La CJUE se prononce sur le caractère personnel des données pseudonomysées
Le caractère personnel des données : une question relative. Dans son arrêt du 4 septembre 2025, la Cour de justice de l’Union européenne a apporté des précisions sur le caractère personnel des données et sur le cas particulier des données pseudonomysées.
L’article 4 du RGPD définit les données à caractère personnel comme :
« toute information se rapportant à une personne physique identifiée ou identifiable (ci-après dénommée «personne concernée») [1]»

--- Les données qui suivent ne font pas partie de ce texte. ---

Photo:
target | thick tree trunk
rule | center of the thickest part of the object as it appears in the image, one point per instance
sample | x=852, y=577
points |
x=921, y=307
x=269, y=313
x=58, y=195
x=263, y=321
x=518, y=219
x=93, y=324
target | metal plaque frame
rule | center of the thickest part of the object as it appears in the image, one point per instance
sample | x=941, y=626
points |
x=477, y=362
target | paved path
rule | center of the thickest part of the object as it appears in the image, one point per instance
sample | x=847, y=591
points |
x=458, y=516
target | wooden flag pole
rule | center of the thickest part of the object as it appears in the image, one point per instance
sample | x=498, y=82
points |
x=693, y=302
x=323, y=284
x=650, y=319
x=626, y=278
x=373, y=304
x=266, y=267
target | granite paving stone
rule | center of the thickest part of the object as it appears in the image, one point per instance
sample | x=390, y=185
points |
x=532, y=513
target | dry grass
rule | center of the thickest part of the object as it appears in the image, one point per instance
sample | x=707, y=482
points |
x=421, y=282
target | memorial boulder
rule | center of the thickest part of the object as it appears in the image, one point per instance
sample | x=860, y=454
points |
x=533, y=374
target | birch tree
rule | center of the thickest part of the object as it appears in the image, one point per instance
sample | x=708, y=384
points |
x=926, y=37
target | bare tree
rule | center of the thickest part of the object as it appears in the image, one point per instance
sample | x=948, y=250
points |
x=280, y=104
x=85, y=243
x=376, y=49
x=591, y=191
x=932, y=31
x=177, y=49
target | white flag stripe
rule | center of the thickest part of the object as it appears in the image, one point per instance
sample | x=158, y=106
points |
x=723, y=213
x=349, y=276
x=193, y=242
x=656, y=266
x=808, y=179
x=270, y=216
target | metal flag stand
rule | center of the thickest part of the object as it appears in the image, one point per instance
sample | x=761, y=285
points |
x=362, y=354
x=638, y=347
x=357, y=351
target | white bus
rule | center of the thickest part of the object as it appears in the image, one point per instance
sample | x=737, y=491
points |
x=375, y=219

De cette définition ressortent à tout le moins deux conditions sur lesquelles la Cour de justice de l’Union européenne vient de se pencher dans le cadre de son arrêté n°C-413/23P du 4 septembre 2025[2] :
- non seulement, la donnée pour être à caractère personnel doit « se rapporter » à une personne ;
- mais encore, la donnée pour être à caractère personnel soit se rapporter à une personne « identifiée ou identifiable ».
L’intérêt de cet arrêt repose également sur le fait qu’il oppose des institutions européennes entre elles, à savoir, d’une part, le Contrôleur européen de la protection des données (CEPD), soutenu devant la Cour par le Conseil européen de la protection des données, tous les deux partisans d’une vision large des données à caractère personnel, et, d’autre part, le Conseil de résolution unique (CRU), soutenu par la Commission européenne, tous les deux partisans d’une conception plus restrictive. En d’autres termes, dans un camp, les institutions spécialistes des données à caractère personnel ; dans l’autre, une institution financière et la Commission.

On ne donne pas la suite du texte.